A frequent and potentially dangerous situation may arise in the middle ear and mastoid antrum called cholesteatoma. The name of this situation satisfactorily explains what happens inside the ear and what damage can be caused if this disease is not diagnosed or treated.

The external auditory canal and tympanic membrane are covered by skin. One of the functions of the skin is to protect the body from wear and to form a waterproof layer, called epidermis. To achieve this, the skin is in constant growth starting from its deeper layers and as the dividing cells reach the surface of the skin, they die and shrink to form a waterproof layer. This surface layer is waterproof from the presence of a protein called “keratin”. The superficial layers of dead skin cells are constantly destroyed by friction and on the skull these layers of destroyed skin are commonly known as dandruff. This form of cell growth occurs throughout the body. However, if this process is happening inside the ear canal it will soon shut down the resource by successive layers of keratin-made cells.

To address this problem, the skin of tympanic membrane and ear canal has developed or at least been given the distinct possibility of migration. In other words, the skin of the tympanic membrane and ear canal increases outward along the ear canal, towards the middle of the tympanic membrane to the outer opening of the ear. The outer 1/3 of the ear canal contains hairs, and with the oily secretion from the small glands at the base of cilia, in conjunction with the modified sweat produced by small sebaceous glands, is mixed with layers of dead cells to form the wax (cerumen). The wax acts as a safeguard for the ear, because it destroys many common and troublesome bacteria and fungi and generally prevents the entrance of insects and foreign substances in the ear canal.

The skin of the tympanic membrane can quite easily move and enter the middle ear.
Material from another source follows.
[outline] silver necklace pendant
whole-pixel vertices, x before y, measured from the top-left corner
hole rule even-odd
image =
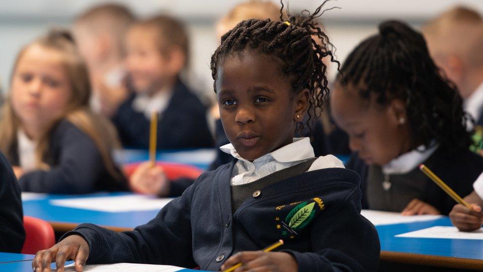
[[[384,181],[383,181],[383,189],[385,191],[389,191],[392,184],[389,181],[389,175],[384,175]]]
This can be caused by problems during childhood, when the eustachian tube is not working properly and this leads to significantly lower pressure in the middle ear and mastoid antrum. The normal air pressure in the outer ear canal pushes the tympanic membrane skin to invade the middle ear as a “retraction pocket”. This is made even easier when the tympanic membrane by repeated infections of the middle ear has become thin and its strength has been compromised. At first the skin of the tympanic membrane retains the ability to migrate out of the enclave in the usual way, but when the enclave becomes too deep, then the skin cannot grow around the edges of the capsule any more and the superficial layers of dead cells begin to accumulate.

This accumulation of dead skin causes the underlying living skin cells to spread and thus form successive layers of dead cells, which are eventually encircled by a thin layer of still living and actively growing tympanic membrane skin. This is called a cholesteatoma.
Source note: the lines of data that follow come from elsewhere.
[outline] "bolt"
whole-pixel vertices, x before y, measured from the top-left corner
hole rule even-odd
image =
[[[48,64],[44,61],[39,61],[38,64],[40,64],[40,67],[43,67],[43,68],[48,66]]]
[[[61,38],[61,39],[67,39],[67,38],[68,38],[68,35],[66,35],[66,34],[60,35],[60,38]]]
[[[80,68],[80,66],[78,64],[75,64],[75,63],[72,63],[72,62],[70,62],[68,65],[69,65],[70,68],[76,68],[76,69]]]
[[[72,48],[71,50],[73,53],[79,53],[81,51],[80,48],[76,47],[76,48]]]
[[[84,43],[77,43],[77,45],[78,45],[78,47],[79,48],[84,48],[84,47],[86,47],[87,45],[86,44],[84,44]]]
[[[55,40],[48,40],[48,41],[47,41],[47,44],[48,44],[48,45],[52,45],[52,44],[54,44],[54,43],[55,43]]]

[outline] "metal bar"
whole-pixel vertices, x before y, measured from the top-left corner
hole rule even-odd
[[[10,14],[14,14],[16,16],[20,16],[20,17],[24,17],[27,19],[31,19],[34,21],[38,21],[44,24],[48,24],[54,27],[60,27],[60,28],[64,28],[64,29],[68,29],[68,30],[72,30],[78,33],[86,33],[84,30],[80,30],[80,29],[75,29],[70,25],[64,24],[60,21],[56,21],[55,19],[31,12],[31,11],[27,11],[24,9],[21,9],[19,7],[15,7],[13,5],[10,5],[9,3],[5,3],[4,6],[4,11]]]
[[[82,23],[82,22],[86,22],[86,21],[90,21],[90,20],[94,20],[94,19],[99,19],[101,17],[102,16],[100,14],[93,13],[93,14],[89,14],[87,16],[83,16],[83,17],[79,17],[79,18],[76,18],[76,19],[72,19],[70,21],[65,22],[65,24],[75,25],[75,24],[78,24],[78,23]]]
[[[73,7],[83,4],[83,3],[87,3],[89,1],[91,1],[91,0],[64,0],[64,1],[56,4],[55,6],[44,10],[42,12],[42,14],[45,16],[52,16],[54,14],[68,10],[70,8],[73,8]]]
As the cholesteatoma spreads into the middle ear and mastoid antrum it comes in contact with adjacent structures and erodes them. This can bring many potential problems. The destruction of the ossicles of the middle ear can lead to hearing loss, which may be caused by corrosion in the middle ear (labyrinth) often accompanied by dizziness due to damage of the organ of balance in the inner ear. The facial nerve innervating the muscles of facial expression passes through the middle ear and its infiltration through the cholesteatoma can cause paralysis of the facial half segment. Over the middle ear is the brain and if it is damaged by cholesteatoma it can lead to major nerve complications, including epilepsy, or even death. Of course, the usual way the cholesteatoma makes its presence felt is with the smelly discharge from the infection of the dead skin.

The treatment of cholesteatoma is usually some form of surgery that basically aims to make the ear safe by removing the disease. Modern surgical techniques are designed to make the ear dry and to maintain or improve hearing. The surgery entails risks, but in experienced hands the possibility of complications is much lower than the risk of letting the disease go unchecked.